Unserer Regierung ist ja gerne Unterstützer des Status Quo, da wundert mich die "Amtshilfe" nicht mehr. Und da unsere Polizei ja große Fortschritte bei der automatisierten Gesichtserkennung gemacht hat und in Ägypten Datenschutz in sozialen Medien kein Thema sein dürfte, kann jemand diese Möglichkeiten (Soziale Medien, die ja auch gerne Fotos haben, und Gesichtserkennung) natürlich relativ einfach zusammenbringen und damit nicht nur wissen, wer ein "Abweichler" ist, sondern diese Personen auch leicht ausfindig machen. Schöne Neue Welt...
@ein anderer Stefan:
Disclaimer: den verlinkten Artikel habe ich nicht gelesen, es kann sein, dass ich gerade Bullshit schreibe
I really dig your style
@ein anderer Stefan: nee, so großen Bullshit schreibste gar nicht.

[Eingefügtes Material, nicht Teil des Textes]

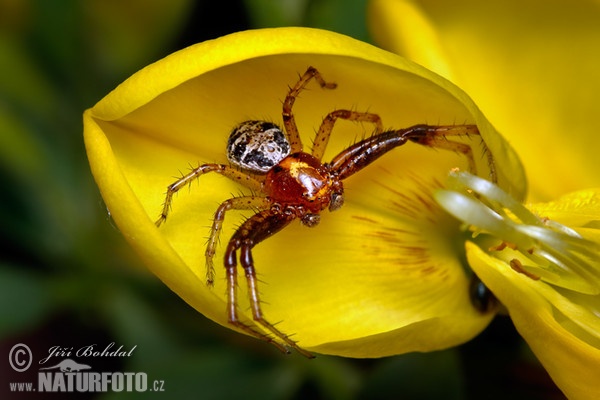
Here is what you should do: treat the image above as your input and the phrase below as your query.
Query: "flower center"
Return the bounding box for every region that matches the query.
[434,171,600,295]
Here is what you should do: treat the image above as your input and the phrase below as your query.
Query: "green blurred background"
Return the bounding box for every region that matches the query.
[0,0,562,399]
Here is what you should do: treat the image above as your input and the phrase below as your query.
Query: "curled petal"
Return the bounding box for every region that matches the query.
[369,0,600,201]
[467,243,600,399]
[84,28,524,357]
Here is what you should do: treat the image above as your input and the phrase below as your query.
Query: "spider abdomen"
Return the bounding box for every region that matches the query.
[227,121,290,172]
[264,153,342,214]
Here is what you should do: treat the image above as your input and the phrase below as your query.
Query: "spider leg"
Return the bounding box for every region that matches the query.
[282,67,337,153]
[328,125,498,182]
[204,196,271,286]
[155,164,262,226]
[312,110,383,161]
[225,207,313,358]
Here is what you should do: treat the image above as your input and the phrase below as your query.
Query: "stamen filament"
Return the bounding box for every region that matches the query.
[434,171,600,295]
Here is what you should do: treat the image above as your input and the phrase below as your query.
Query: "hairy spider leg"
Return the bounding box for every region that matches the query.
[312,110,383,161]
[225,205,314,358]
[204,196,271,286]
[282,67,337,153]
[408,125,498,183]
[155,164,268,286]
[155,164,262,226]
[328,125,497,182]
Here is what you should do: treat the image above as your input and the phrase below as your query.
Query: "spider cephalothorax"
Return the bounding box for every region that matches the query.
[156,67,495,357]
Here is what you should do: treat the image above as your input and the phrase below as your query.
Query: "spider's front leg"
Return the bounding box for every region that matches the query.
[328,125,498,182]
[282,67,337,153]
[220,205,314,358]
[154,164,262,226]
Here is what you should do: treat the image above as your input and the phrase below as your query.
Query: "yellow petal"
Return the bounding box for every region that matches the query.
[84,28,524,357]
[369,0,600,201]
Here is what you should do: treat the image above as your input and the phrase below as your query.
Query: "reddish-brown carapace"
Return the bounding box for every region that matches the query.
[156,67,495,357]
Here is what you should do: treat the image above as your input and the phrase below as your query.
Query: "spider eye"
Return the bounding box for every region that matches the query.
[302,214,321,228]
[329,192,344,211]
[227,121,290,172]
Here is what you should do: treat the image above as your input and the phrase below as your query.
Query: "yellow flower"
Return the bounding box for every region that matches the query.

Wird noch "besser": gewissenslose "Forscher" haben neulich einen Algorithmus entwickelt, der anhand von Fotos erkennen kann, ob jemand schwul ist und andere ebenso skrupellose Fuzzis können dir jetzt anhand deiner FB-Einträge automatisiert(!) ansagen, ob du zu Drogenmissbrauch neigst. Ach ja, und auch Versicherungen und Finanzinstitute nutzen Facebookdaten inzwischen, um deine die Höhe deiner Versicherungsbeiträge, deine Kreditwürdigkeit etc. zu berechnen. Ich bin sicher, da lassen sich noch viele andere tolle Anwendungsgebiete finden, um Dreckige Scheißer™ aufzuspüren und verfolgen zu können.
PS: bzgl. Dreckige Scheißer empfehle ich immer wieder gerne dieses Buch.

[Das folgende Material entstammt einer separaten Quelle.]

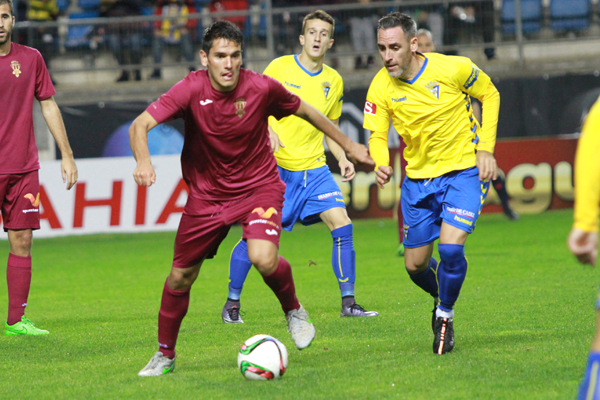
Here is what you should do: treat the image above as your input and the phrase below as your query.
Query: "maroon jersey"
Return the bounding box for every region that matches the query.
[0,43,56,174]
[147,68,300,200]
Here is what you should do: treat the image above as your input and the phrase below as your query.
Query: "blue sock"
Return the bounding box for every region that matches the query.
[577,353,600,400]
[437,243,467,311]
[331,224,356,297]
[408,257,439,297]
[227,240,252,300]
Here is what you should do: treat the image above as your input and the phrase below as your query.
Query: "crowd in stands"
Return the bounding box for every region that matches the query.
[15,0,593,82]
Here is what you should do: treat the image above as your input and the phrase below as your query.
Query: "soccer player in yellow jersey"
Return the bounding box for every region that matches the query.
[568,98,600,400]
[364,12,500,355]
[221,10,378,323]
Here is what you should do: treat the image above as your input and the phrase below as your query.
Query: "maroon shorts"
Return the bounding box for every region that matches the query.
[173,184,285,268]
[0,170,40,232]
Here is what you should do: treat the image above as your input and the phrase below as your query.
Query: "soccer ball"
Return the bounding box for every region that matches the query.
[238,335,287,381]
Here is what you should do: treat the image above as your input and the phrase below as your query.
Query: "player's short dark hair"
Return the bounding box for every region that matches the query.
[202,20,244,55]
[302,10,335,37]
[377,11,417,40]
[0,0,15,17]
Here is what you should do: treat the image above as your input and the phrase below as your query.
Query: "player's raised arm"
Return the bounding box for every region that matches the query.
[369,131,394,189]
[129,111,158,186]
[294,100,375,165]
[40,97,77,190]
[269,125,285,153]
[325,118,356,182]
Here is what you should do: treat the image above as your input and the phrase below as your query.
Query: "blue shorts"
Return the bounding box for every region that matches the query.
[277,165,346,231]
[400,167,490,248]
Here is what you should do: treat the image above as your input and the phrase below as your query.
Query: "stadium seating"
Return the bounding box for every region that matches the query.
[65,11,100,49]
[502,0,544,34]
[56,0,71,13]
[550,0,591,31]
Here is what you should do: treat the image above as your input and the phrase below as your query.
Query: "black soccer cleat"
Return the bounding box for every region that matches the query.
[431,296,440,335]
[433,317,454,356]
[221,300,244,324]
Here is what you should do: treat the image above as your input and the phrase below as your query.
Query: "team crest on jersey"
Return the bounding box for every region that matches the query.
[364,101,377,115]
[10,60,23,78]
[321,82,331,98]
[233,97,246,118]
[425,81,440,100]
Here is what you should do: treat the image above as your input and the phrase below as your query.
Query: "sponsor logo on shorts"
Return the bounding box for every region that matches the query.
[454,215,473,226]
[248,219,280,229]
[446,207,475,219]
[252,207,277,218]
[365,101,377,115]
[23,193,40,207]
[317,192,342,200]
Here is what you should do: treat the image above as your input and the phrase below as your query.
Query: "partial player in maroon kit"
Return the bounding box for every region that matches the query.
[0,0,77,335]
[129,21,373,376]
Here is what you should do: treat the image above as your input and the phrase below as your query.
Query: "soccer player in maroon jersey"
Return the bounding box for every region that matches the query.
[129,21,373,376]
[0,0,77,335]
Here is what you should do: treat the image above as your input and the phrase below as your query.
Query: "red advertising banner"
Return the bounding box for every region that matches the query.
[329,136,577,218]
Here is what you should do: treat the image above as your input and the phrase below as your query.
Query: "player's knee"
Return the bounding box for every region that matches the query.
[169,267,199,290]
[404,261,429,275]
[438,243,465,263]
[248,251,279,275]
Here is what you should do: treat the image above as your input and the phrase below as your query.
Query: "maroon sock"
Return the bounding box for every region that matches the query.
[158,282,190,358]
[263,256,300,314]
[6,253,31,325]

@DasKleineTeilchen: Ich greif halt lieber mit Ansage ins Klo. Mein Geschreibsel waren meine Ideen und Gedanken dazu, die natürlich nicht wissenschaftlich überprüft sind, ich wollte den Gedankengang aber auch erst zuende bringen, bevor ich anfange, lange Artikel zu lesen (was ich immer noch nicht gemacht habe).